Hz. Peygamber’in komutasındaki Müslüman ordusunun Bedir Savaşı’nda müşriklere galip gelişinin anlatıldığı sureden ilhamla, İran destekli gruplar da müşriklere benzetiliyordu.
Kısa süre içinde İran’ın desteklediği silahlı gruplarla merkezî yönetime bağlı orduların savaşına dönüşen operasyonlarda, en acıklı sahnelerden biri 16 Mart 1988 günü İran-Irak sınırındaki Halepçe kasabasında yaşandı.
15 Mart 1988 günü, Bağdat’ın 350 kilometre kuzeydoğusunda yer alan Halepçe’yi havadan bombalamaya başlayan Irak ordusu, ertesi sabah erkenden bölgeyi karadan kuşatma altına aldı. Kısa süre içinde önce havaya bir toz bulutu yükseldi, ardından da bunu derin bir sessizlik takip etti.
Halepçe’den sağ çıkabilenlerin sonradan anlattığı hep aynıydı: “Tatlı bir elma kokusu aldık…”

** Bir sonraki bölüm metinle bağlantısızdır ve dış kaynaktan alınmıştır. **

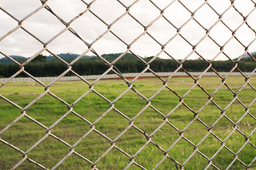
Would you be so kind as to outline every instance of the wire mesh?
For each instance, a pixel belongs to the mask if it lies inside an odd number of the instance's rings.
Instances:
[[[123,1],[117,0],[117,3],[118,3],[120,6],[120,8],[123,8],[125,9],[125,12],[122,13],[122,15],[117,17],[115,19],[111,21],[111,22],[105,21],[105,19],[102,18],[102,17],[100,17],[100,13],[96,13],[94,12],[94,4],[97,1],[97,0],[93,0],[90,2],[87,2],[87,1],[81,0],[81,6],[85,5],[86,8],[84,8],[83,11],[82,11],[78,15],[71,18],[68,22],[65,21],[65,19],[62,18],[60,16],[57,14],[57,13],[55,12],[55,10],[53,9],[50,6],[50,5],[48,5],[48,3],[50,1],[50,0],[41,0],[41,6],[37,8],[36,9],[34,9],[31,13],[30,13],[28,15],[25,16],[23,18],[17,18],[14,17],[10,12],[9,12],[7,10],[5,10],[3,7],[1,7],[1,11],[4,12],[4,13],[7,14],[11,18],[11,20],[14,20],[16,23],[18,23],[18,26],[16,26],[14,28],[11,29],[9,30],[8,33],[4,35],[2,37],[0,38],[0,41],[3,40],[10,35],[13,34],[14,33],[18,31],[18,30],[23,30],[25,32],[26,32],[31,37],[32,37],[33,39],[35,39],[38,42],[41,43],[42,48],[36,52],[32,57],[31,57],[27,61],[19,63],[18,62],[14,60],[11,57],[10,57],[9,55],[5,54],[3,52],[0,52],[0,53],[4,55],[5,57],[8,58],[9,60],[11,60],[13,62],[14,62],[16,65],[18,65],[20,69],[18,72],[16,72],[14,75],[12,75],[11,77],[9,77],[6,81],[3,82],[0,85],[0,88],[2,88],[5,86],[7,86],[8,83],[10,82],[13,79],[18,76],[21,73],[23,73],[26,75],[27,75],[28,77],[31,78],[33,81],[37,82],[41,87],[42,87],[44,91],[41,94],[38,94],[38,96],[33,100],[30,103],[28,103],[26,106],[24,106],[23,107],[20,106],[18,105],[16,102],[12,101],[12,98],[9,98],[4,95],[0,94],[0,98],[4,100],[5,101],[8,102],[9,103],[13,105],[16,108],[19,109],[21,110],[21,115],[18,117],[16,117],[15,119],[12,120],[11,122],[8,123],[8,125],[4,127],[3,129],[1,130],[0,135],[2,136],[3,134],[8,133],[8,130],[12,127],[14,126],[17,123],[21,121],[21,120],[23,118],[27,118],[30,120],[30,121],[33,122],[38,125],[41,129],[43,129],[45,132],[46,132],[40,140],[37,140],[34,144],[32,145],[30,145],[28,149],[26,150],[21,150],[18,147],[16,147],[15,144],[12,144],[8,140],[4,139],[3,137],[0,138],[0,141],[2,144],[4,144],[7,145],[9,147],[11,147],[11,149],[14,149],[18,154],[20,153],[22,155],[22,159],[20,159],[18,162],[16,164],[12,165],[12,169],[15,169],[18,167],[19,167],[25,161],[28,161],[31,162],[32,164],[35,164],[38,168],[41,168],[43,169],[48,169],[48,165],[43,164],[43,163],[39,163],[39,162],[37,162],[33,159],[33,157],[30,157],[28,154],[31,152],[31,151],[34,150],[36,147],[38,147],[38,145],[43,142],[46,141],[47,139],[52,137],[58,142],[63,144],[66,148],[67,151],[68,152],[65,155],[65,157],[62,157],[59,162],[50,167],[51,169],[55,169],[59,166],[60,166],[62,164],[63,164],[65,162],[67,161],[67,159],[75,155],[80,159],[82,159],[84,162],[87,162],[88,164],[90,164],[92,169],[98,169],[100,167],[97,167],[97,165],[100,162],[103,162],[104,157],[107,155],[111,152],[113,152],[113,150],[115,150],[118,152],[119,154],[121,154],[123,156],[125,156],[127,158],[127,160],[129,161],[129,163],[127,164],[124,166],[124,169],[129,169],[129,168],[133,169],[134,168],[134,166],[137,166],[142,169],[146,169],[146,164],[141,164],[137,161],[138,155],[143,152],[144,150],[145,150],[145,148],[147,147],[154,147],[154,149],[152,149],[152,152],[160,152],[162,154],[161,159],[158,161],[156,164],[154,164],[153,169],[161,169],[159,166],[161,166],[161,164],[164,162],[171,162],[174,164],[172,164],[172,166],[170,166],[170,169],[191,169],[191,167],[187,167],[186,164],[187,163],[196,155],[199,154],[204,160],[206,160],[208,163],[206,164],[206,166],[203,167],[206,169],[220,169],[218,165],[215,164],[214,161],[213,161],[214,159],[218,157],[220,154],[221,154],[221,152],[223,152],[223,150],[228,152],[228,153],[231,154],[233,156],[233,158],[232,159],[232,162],[230,162],[228,165],[225,167],[227,169],[233,167],[233,166],[235,164],[240,164],[242,165],[244,169],[250,169],[250,167],[255,166],[255,162],[256,160],[256,146],[253,143],[253,142],[250,141],[250,137],[252,136],[252,135],[255,133],[256,130],[255,127],[255,123],[256,123],[256,118],[255,117],[255,113],[251,113],[250,110],[250,108],[252,107],[252,106],[255,102],[256,98],[252,98],[252,101],[248,104],[245,104],[242,102],[241,100],[240,100],[240,98],[238,96],[239,94],[241,91],[243,90],[245,86],[249,86],[251,89],[252,89],[253,93],[255,92],[256,89],[254,86],[253,83],[252,84],[250,80],[252,77],[252,75],[255,74],[256,71],[256,68],[249,74],[245,74],[242,70],[239,69],[238,63],[240,61],[240,60],[242,58],[242,57],[245,55],[248,55],[250,57],[251,57],[254,62],[255,61],[255,59],[252,56],[252,55],[248,52],[249,47],[255,41],[256,37],[255,35],[253,35],[252,40],[247,45],[245,45],[242,43],[242,41],[239,40],[239,38],[236,36],[236,33],[238,30],[242,27],[242,26],[246,26],[247,27],[250,31],[252,31],[254,34],[256,34],[255,28],[253,28],[252,26],[250,26],[249,23],[247,22],[247,18],[253,13],[256,8],[256,3],[251,0],[252,2],[252,9],[251,11],[248,11],[248,13],[247,15],[244,15],[242,12],[239,11],[239,9],[235,6],[235,1],[230,1],[230,5],[228,7],[223,11],[221,13],[218,13],[214,7],[213,7],[210,4],[209,1],[206,0],[203,2],[202,2],[198,6],[197,6],[193,11],[191,11],[188,7],[187,7],[186,2],[183,2],[183,1],[181,0],[174,0],[174,1],[169,1],[169,4],[166,5],[164,7],[160,7],[158,6],[158,4],[154,1],[149,0],[148,2],[153,5],[154,8],[154,11],[157,12],[159,14],[158,16],[150,20],[150,22],[148,24],[144,24],[140,21],[140,18],[137,18],[137,16],[134,14],[132,14],[130,12],[130,10],[134,8],[134,6],[136,5],[137,3],[139,1],[139,0],[136,0],[132,2],[129,5],[127,5],[126,3]],[[180,26],[177,26],[173,21],[170,20],[165,16],[165,11],[172,6],[174,3],[178,3],[179,5],[182,6],[187,12],[191,15],[191,17],[185,21]],[[25,6],[26,4],[24,4]],[[215,15],[218,16],[218,19],[214,22],[213,24],[212,24],[208,28],[206,28],[203,24],[202,24],[199,21],[198,21],[197,18],[195,18],[195,14],[197,13],[197,12],[202,8],[208,7],[208,10],[210,10],[212,12],[213,12]],[[41,38],[39,38],[37,37],[35,34],[32,33],[32,31],[29,29],[26,29],[24,26],[23,26],[23,23],[25,23],[27,20],[28,20],[31,17],[36,15],[37,13],[38,13],[40,11],[45,9],[47,10],[49,13],[50,13],[51,16],[54,16],[58,21],[63,26],[64,26],[64,28],[59,31],[57,34],[52,36],[48,40],[45,41],[41,40]],[[238,13],[241,18],[242,19],[242,22],[238,25],[238,27],[236,27],[235,29],[231,28],[228,23],[225,23],[225,21],[223,19],[223,16],[228,13],[230,10],[233,9],[235,10],[237,13]],[[111,10],[110,10],[111,12]],[[106,26],[106,29],[105,31],[99,35],[96,38],[95,38],[91,42],[88,42],[87,40],[85,40],[82,35],[80,35],[78,33],[77,33],[75,29],[73,28],[73,23],[79,20],[80,17],[85,16],[87,13],[90,13],[95,16],[95,20],[97,21],[101,22],[103,25]],[[121,21],[124,17],[129,16],[130,18],[132,18],[134,22],[136,22],[137,24],[139,25],[139,26],[142,28],[141,32],[138,30],[138,35],[133,40],[132,40],[129,43],[126,42],[121,37],[117,35],[117,34],[115,33],[114,30],[112,30],[112,27],[114,26],[119,21]],[[144,16],[146,17],[146,16]],[[150,32],[149,28],[154,25],[154,23],[160,20],[163,19],[164,20],[169,26],[171,26],[173,28],[174,28],[176,31],[176,33],[172,35],[171,37],[168,38],[168,40],[165,42],[164,43],[161,43],[159,41],[157,40],[157,38],[151,34]],[[197,26],[203,28],[205,31],[205,35],[203,37],[199,39],[198,41],[197,41],[196,43],[191,42],[190,40],[187,39],[186,35],[183,35],[182,33],[181,30],[191,21],[193,21],[196,23]],[[215,40],[213,37],[212,37],[210,34],[211,30],[219,23],[221,23],[225,26],[225,27],[228,30],[229,32],[232,33],[232,36],[225,42],[225,43],[222,45],[220,45],[217,41]],[[74,35],[77,39],[80,40],[82,43],[84,43],[87,49],[85,50],[80,56],[76,57],[75,60],[73,60],[70,63],[68,63],[67,62],[62,60],[59,56],[58,56],[56,54],[55,54],[54,52],[51,51],[50,48],[48,48],[48,45],[50,45],[54,40],[60,37],[61,35],[63,35],[64,33],[70,32],[73,35]],[[100,41],[100,40],[104,37],[106,36],[107,34],[111,34],[113,36],[114,36],[116,38],[117,38],[119,42],[121,42],[125,47],[127,47],[127,50],[122,52],[117,58],[112,61],[111,62],[109,62],[107,60],[104,58],[102,55],[99,55],[96,50],[94,49],[94,45],[97,42]],[[133,51],[132,45],[138,42],[141,38],[142,38],[144,36],[147,35],[151,40],[155,42],[159,47],[161,47],[161,50],[159,51],[159,52],[155,55],[149,62],[145,62],[144,60],[143,60],[142,57],[141,57],[139,55],[137,55],[135,52]],[[175,57],[173,57],[171,54],[169,53],[167,50],[166,50],[166,47],[171,43],[176,37],[179,37],[181,38],[184,42],[186,42],[188,45],[191,46],[192,50],[191,52],[186,56],[182,60],[178,60]],[[207,60],[203,55],[201,55],[200,52],[197,50],[197,47],[201,45],[201,43],[203,43],[203,40],[206,38],[209,38],[212,42],[213,42],[215,45],[217,45],[219,47],[219,52],[218,53],[210,60]],[[224,48],[226,47],[226,45],[231,41],[235,40],[237,42],[240,44],[243,48],[244,48],[244,53],[237,60],[233,60],[228,54],[226,54],[224,51]],[[57,58],[58,60],[60,60],[61,62],[64,63],[66,65],[66,69],[65,72],[63,72],[61,74],[60,74],[58,77],[55,77],[53,81],[51,81],[48,84],[46,84],[44,82],[39,80],[39,79],[33,76],[31,74],[29,74],[26,70],[26,65],[30,63],[33,59],[35,59],[38,55],[43,53],[43,52],[48,52],[52,55],[53,55],[55,58]],[[107,67],[107,69],[105,70],[104,73],[102,73],[101,75],[98,76],[97,78],[92,82],[90,82],[87,79],[84,79],[81,75],[79,75],[78,73],[76,73],[74,70],[73,70],[73,65],[78,62],[79,60],[80,60],[85,55],[87,55],[90,52],[93,53],[95,55],[96,55],[101,61]],[[134,78],[133,78],[132,80],[128,80],[123,76],[123,74],[119,71],[118,68],[115,66],[115,64],[121,60],[124,55],[127,54],[128,52],[130,52],[135,55],[138,60],[139,60],[142,62],[144,64],[144,68],[143,70],[137,74]],[[158,73],[155,72],[154,70],[152,70],[150,67],[151,64],[154,62],[154,61],[157,59],[161,54],[165,54],[168,55],[171,59],[176,61],[178,67],[176,69],[169,73],[167,78],[164,79],[161,76],[159,75]],[[188,70],[186,70],[183,64],[184,62],[186,62],[189,57],[191,57],[192,55],[196,54],[197,55],[200,56],[201,59],[204,60],[206,62],[208,63],[208,67],[206,68],[206,69],[200,74],[198,76],[192,76],[191,73]],[[215,70],[212,67],[212,62],[215,61],[218,56],[220,55],[224,55],[228,60],[230,60],[233,63],[233,67],[230,69],[229,72],[225,74],[225,76],[220,75],[219,72]],[[201,78],[206,74],[206,72],[208,71],[213,72],[216,76],[219,78],[220,80],[222,81],[222,83],[213,91],[208,91],[207,89],[207,87],[205,87],[204,86],[201,84]],[[233,73],[235,70],[238,70],[238,72],[240,74],[240,76],[245,78],[245,81],[242,83],[242,86],[239,86],[238,88],[237,91],[234,91],[233,89],[228,85],[228,82],[227,81],[227,79],[228,79],[230,74]],[[176,74],[177,74],[179,72],[184,72],[189,77],[190,79],[194,81],[194,84],[189,87],[189,89],[186,91],[183,94],[178,94],[174,90],[174,89],[171,88],[171,86],[169,84],[171,84],[171,80],[173,79],[174,76]],[[99,81],[103,79],[105,76],[108,74],[110,72],[114,72],[116,74],[120,79],[122,79],[124,82],[127,85],[127,87],[125,90],[122,91],[122,92],[116,98],[108,98],[107,97],[105,96],[103,94],[102,94],[100,92],[97,91],[95,89],[94,86],[99,83]],[[139,91],[137,90],[137,88],[134,87],[134,82],[139,79],[146,72],[150,72],[153,74],[155,77],[158,78],[158,80],[161,82],[162,85],[161,86],[159,86],[159,90],[155,92],[154,94],[152,94],[151,96],[146,98],[143,92]],[[85,91],[83,94],[78,98],[74,102],[70,103],[69,102],[67,102],[65,99],[63,99],[61,97],[58,96],[58,94],[55,94],[54,92],[51,91],[51,88],[54,84],[55,84],[60,79],[64,77],[68,73],[73,73],[75,74],[77,77],[78,77],[81,81],[82,81],[85,84],[88,86],[88,89]],[[170,83],[169,83],[170,82]],[[220,106],[218,104],[218,102],[215,101],[214,96],[216,94],[218,93],[220,89],[223,88],[223,86],[226,87],[230,92],[233,96],[233,99],[227,103],[227,105],[225,105],[224,107]],[[191,93],[191,91],[195,89],[199,89],[201,91],[204,93],[206,97],[206,101],[204,105],[201,106],[201,108],[198,109],[198,110],[196,111],[194,110],[191,106],[189,106],[189,104],[187,104],[186,101],[186,97]],[[124,98],[124,96],[127,95],[128,91],[132,91],[133,93],[134,93],[136,95],[138,96],[138,100],[141,100],[141,109],[138,113],[137,113],[135,115],[134,115],[132,117],[129,117],[126,115],[125,113],[123,113],[122,111],[119,110],[116,107],[115,104],[117,102],[122,98]],[[164,114],[161,113],[156,106],[154,106],[151,103],[152,100],[156,98],[156,96],[158,96],[159,93],[163,92],[164,90],[167,90],[170,91],[172,94],[175,95],[177,98],[178,98],[179,101],[178,103],[172,108],[171,110],[169,111],[167,114]],[[104,99],[108,104],[109,107],[107,110],[103,111],[102,113],[102,115],[94,122],[89,121],[86,119],[86,118],[84,118],[81,115],[81,114],[79,113],[79,111],[75,110],[75,106],[79,103],[81,100],[82,100],[85,96],[94,94],[96,96],[99,96],[100,98]],[[68,109],[63,112],[61,115],[59,117],[59,119],[56,121],[55,121],[53,124],[50,125],[46,125],[40,121],[40,120],[36,120],[32,116],[30,116],[29,114],[27,114],[27,110],[30,110],[31,107],[38,101],[41,100],[42,98],[43,98],[46,95],[50,95],[52,97],[55,98],[58,101],[60,101],[61,103],[64,103],[68,107]],[[146,102],[146,104],[142,105],[142,102]],[[165,102],[164,101],[162,101],[161,102]],[[229,115],[227,115],[225,114],[225,112],[228,109],[232,109],[233,104],[235,102],[239,103],[239,104],[244,108],[245,112],[242,113],[242,115],[236,121],[234,121],[234,120],[230,118]],[[219,110],[219,115],[218,117],[215,119],[215,120],[209,124],[207,123],[205,123],[203,120],[201,120],[199,118],[200,113],[202,112],[202,110],[207,106],[212,106],[212,107],[214,107],[215,108],[218,109]],[[184,125],[182,128],[178,128],[177,125],[175,125],[175,123],[173,123],[171,120],[173,119],[173,118],[171,118],[171,115],[176,112],[181,107],[184,107],[187,108],[190,111],[190,114],[192,114],[193,118],[188,123],[186,123],[186,124]],[[137,120],[140,120],[140,117],[143,116],[143,113],[145,113],[145,110],[152,108],[154,111],[159,115],[159,116],[161,116],[161,119],[163,120],[160,123],[157,125],[156,128],[153,130],[150,134],[147,133],[146,131],[146,127],[144,127],[143,120],[142,121],[142,126],[139,127],[138,125],[136,125],[134,123],[134,121],[137,121]],[[63,108],[64,110],[64,108]],[[105,134],[104,130],[102,131],[96,128],[96,125],[99,124],[102,120],[104,119],[105,116],[106,116],[110,111],[114,111],[118,113],[119,115],[122,116],[123,119],[126,119],[129,121],[129,125],[126,127],[125,129],[124,129],[120,133],[116,134],[116,136],[114,138],[110,137],[107,134]],[[255,111],[255,110],[254,110]],[[73,144],[70,144],[70,142],[65,140],[64,139],[62,139],[61,137],[58,137],[58,135],[54,134],[51,130],[54,130],[55,127],[58,124],[59,124],[60,122],[63,121],[65,117],[68,115],[73,114],[77,118],[79,118],[81,119],[84,123],[87,124],[90,126],[89,130],[87,130],[85,133],[83,134],[82,137],[80,137],[78,140],[77,140]],[[249,135],[245,135],[245,133],[242,131],[242,130],[240,130],[239,128],[239,123],[243,120],[243,118],[245,116],[250,116],[254,122],[254,128],[252,128],[252,130],[250,132]],[[142,117],[143,118],[143,117]],[[216,127],[216,125],[221,121],[222,120],[228,120],[229,123],[232,125],[233,128],[231,130],[229,130],[226,131],[225,137],[223,139],[223,137],[220,137],[220,134],[215,134],[213,129],[214,129]],[[197,122],[200,125],[201,125],[203,127],[206,128],[206,134],[201,137],[201,138],[199,139],[198,142],[193,142],[193,141],[191,141],[186,135],[186,132],[189,131],[190,127],[195,123]],[[156,134],[159,132],[162,129],[164,126],[168,126],[169,128],[172,129],[174,130],[174,132],[178,135],[178,137],[174,140],[173,142],[168,147],[167,149],[164,149],[164,147],[161,146],[160,142],[156,142],[154,137],[153,137]],[[120,148],[117,143],[118,140],[122,138],[124,135],[125,135],[126,133],[128,133],[131,129],[134,129],[137,132],[140,134],[141,136],[144,136],[144,143],[140,145],[141,147],[136,150],[133,153],[133,154],[129,154],[129,152],[127,152],[125,149],[122,149]],[[146,129],[146,130],[145,130]],[[66,132],[67,133],[68,132]],[[92,134],[92,132],[95,132],[98,135],[100,135],[102,137],[103,137],[105,140],[107,140],[106,142],[110,144],[107,148],[104,149],[100,157],[98,157],[95,161],[93,161],[92,159],[87,157],[86,154],[83,154],[82,153],[80,153],[79,152],[76,151],[76,148],[78,147],[78,145],[79,145],[80,143],[81,143],[82,141],[85,140],[85,139],[89,139],[90,136]],[[238,134],[241,135],[241,136],[243,138],[243,142],[241,144],[241,147],[239,148],[239,149],[237,152],[233,151],[232,149],[230,149],[229,147],[227,146],[226,143],[228,142],[229,139],[230,138],[230,136],[238,132]],[[220,144],[214,152],[214,154],[210,157],[208,157],[207,154],[205,153],[205,150],[200,149],[201,144],[204,142],[206,139],[208,139],[210,137],[212,137],[210,139],[215,140],[218,142]],[[19,139],[17,138],[17,140]],[[169,140],[169,139],[167,139],[167,140]],[[157,140],[159,141],[159,140]],[[189,154],[186,155],[183,160],[178,159],[176,158],[176,155],[174,155],[172,152],[172,149],[174,147],[176,147],[178,146],[178,143],[181,142],[181,141],[184,141],[188,146],[190,146],[193,148],[193,152]],[[244,149],[244,147],[250,145],[251,148],[251,152],[254,154],[254,157],[250,158],[250,162],[244,162],[240,158],[240,155],[238,155]],[[90,146],[88,146],[90,147]],[[209,146],[210,147],[210,146]],[[151,153],[152,154],[154,154],[154,153]],[[181,154],[181,153],[180,153]],[[47,159],[47,158],[46,158]],[[220,159],[220,158],[218,158]],[[223,158],[225,159],[225,158]],[[120,162],[118,160],[118,162]],[[117,164],[119,164],[119,162],[117,162]],[[104,162],[104,164],[108,164],[108,162]]]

Elma kokusu şeklinde burunlarına gelen, aslında hardal gazı ve sarin karışımı kimyasal bir zehirdi. Saddam Hüseyin’in sağ kolu -ve aynı zamanda kuzeni- olan Ali Hasan el Mecid’in bizzat koordine ettiği saldırıda, çok kısa süre içinde 5 bin civarında Halepçeli hayatını kaybetmişti. Ölenlerin büyük bölümünü, çatışmalara hiçbir şekilde katılmamış olan siviller oluşturuyordu. Zehirli gazları soluduğu halde ölümden kurtulan binlerce kişi ise, hayat boyu devam edecek sakatlıklara ve hastalıklara duçar olmuştu. El Mecid de artık yeni bir unvanla anılacaktı: “Kimyasal Ali.”
Sonradan bütün ayrıntılarıyla belgelendiği üzere, Halepçe Katliamı’nda olduğu gibi, Enfal Operasyonları’nda kimyasal madde kullanılması iznini, Saddam 1987’de vermişti.
Bombardıman ve saldırılarla “yola getirilemeyen” bölgeler, sivil-asker denilmeden hedef alınarak Bağdat’a itaate zorlanacaktı. İran-Irak Savaşı’nın bölgeyi sürüklediği gerilimin son çeyreğinde büyük bir gaddarlıkla sürdürülen operasyonlarda on binlerce sivil hayatını kaybetmiş olsa da, yolun sonunda kazanan Saddam Hüseyin ve rejimi de olmadı…
ABD’nin 2003’teki Irak işgalinin ardından Saddam Hüseyin ve Ali Hasan el Mecid yakalanarak yargılandı ve idama mahkûm edildi. Saddam 30 Aralık 2006’da, Kimyasal Ali ise 25 Ocak 2010’da asılarak cezalandırıldı. Geride imza attıkları katliamlar ve acılar kaldı.